Friday, January 05, 2007

Too long of a day

The bone scan was pretty uneventful today. The way a bone scan works is they inject you with a radioactive tracer that settles in bones. You go away, drink a ton of water or juice, and come back after two or three hours. Then they run what is basically a huge Geiger counter over you to get an image of how the tracer is taken up. Mets can appear as either more or less take-up of the tracer.

The only part I didn't like today was that the tracer really hurt when it was injected. They have to use my right arm, and I had eight rounds of chemo in that vein back in 2000-2001 so that vein is really scarred up. The needle they use to do the injection is pretty big, too (they can use a smaller needle to draw blood). I can't have anything injected into my left arm because it's already got mild lymphedema. The injection doesn't usually hurt, though - today was an anomaly - and the scan itself is painless.

So anyways, the scan went ok. I don't know if they saw anything. They did do close-up scans of my sternum to compare against the last time and my leg since it's the area of concern this time. I also had an xray done of my pelvis and leg. From a distance, the xrays looked normal, but I guess that doesn't mean anything. I don't know when I'll get my results. My fear now is that the scans won't show anything, and they'll think that I'm crying wolf. I'm quite sure that the pain exists and that it's in the bone.... but there is always a doubtful voice in me that says "There's nothing really wrong with me. It's all in my head. I'm making this up." I guess I'm worried that my pain won't be validated. Yeah, I know, it's silly, but there it is.

This evening we watched The Texas Chain Saw Massacre (the original). It is clearly a groundbreaking slasher film, and I can see how people might have found it scary at the time. The soundtrack is certainly scary. Seen today, however, it's less scary. The acting was less sure in the original, I think. I think I liked the remake better. I also thought that House of 1000 Corpses, which has a similar storyline, was much, much scarier - not to mention gorier, but even without the gore it would be a very scary film. We'd hoped to watch The Descent as well tonight, but since Ian's currently watching the documentary of the making of "The Texas Chain Saw Massacre", we'll watch the other movie tomorrow.

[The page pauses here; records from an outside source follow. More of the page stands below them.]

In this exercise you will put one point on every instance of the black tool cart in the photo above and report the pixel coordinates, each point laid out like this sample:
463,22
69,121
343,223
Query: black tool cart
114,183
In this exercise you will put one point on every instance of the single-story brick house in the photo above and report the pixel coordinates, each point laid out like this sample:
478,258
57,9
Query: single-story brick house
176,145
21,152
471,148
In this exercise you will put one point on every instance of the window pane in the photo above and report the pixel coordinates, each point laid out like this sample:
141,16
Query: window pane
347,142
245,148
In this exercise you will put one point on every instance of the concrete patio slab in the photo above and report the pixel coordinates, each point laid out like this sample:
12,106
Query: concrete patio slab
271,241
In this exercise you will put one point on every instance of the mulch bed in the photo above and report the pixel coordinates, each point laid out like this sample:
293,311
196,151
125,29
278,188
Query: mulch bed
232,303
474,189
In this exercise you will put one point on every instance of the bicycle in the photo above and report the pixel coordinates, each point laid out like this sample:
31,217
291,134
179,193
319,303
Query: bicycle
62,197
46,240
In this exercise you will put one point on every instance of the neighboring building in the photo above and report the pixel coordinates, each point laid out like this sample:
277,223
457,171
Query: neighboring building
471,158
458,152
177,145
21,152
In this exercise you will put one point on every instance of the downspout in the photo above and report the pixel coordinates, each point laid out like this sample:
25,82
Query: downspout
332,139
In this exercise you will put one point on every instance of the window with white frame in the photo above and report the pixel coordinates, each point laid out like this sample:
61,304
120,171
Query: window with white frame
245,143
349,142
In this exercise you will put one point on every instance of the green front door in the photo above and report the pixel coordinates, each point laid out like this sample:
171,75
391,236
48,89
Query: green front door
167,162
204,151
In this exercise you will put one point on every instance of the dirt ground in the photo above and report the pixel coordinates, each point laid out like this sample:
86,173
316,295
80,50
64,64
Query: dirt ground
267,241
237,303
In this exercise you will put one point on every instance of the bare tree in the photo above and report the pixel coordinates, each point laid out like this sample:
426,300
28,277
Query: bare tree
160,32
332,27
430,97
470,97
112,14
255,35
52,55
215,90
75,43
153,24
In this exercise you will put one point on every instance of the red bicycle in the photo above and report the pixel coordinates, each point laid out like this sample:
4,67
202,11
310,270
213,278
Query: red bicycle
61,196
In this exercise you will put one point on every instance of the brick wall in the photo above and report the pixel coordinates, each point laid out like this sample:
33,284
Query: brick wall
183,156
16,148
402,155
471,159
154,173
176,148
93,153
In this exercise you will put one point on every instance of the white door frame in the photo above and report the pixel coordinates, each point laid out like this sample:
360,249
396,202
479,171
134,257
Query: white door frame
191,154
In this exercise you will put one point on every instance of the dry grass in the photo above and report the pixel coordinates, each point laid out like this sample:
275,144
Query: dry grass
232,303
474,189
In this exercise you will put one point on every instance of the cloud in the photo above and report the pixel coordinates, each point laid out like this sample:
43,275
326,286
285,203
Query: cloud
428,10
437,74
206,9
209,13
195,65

I'm still feeling awful. I feel like I've been run over by a truck - everything takes up too much energy. Even the thought of having to go upstairs and sort laundry is overwhelming. My eyes are slowly getting better, but the one is still quite red and they're both itchy (no, I haven't been scratching at them). I just want to crawl into bed and sleep. I've made Ian promise not to wake me tomorrow - he usually gets me up around 12:30pm if I don't get up before them - because I just need to sleep. I remember I used to end up feeling this way about once or twice a year, and the only "cure" was to sleep almost non-stop for a couple of days. I'm looking forward to not having to do anything at all this weekend.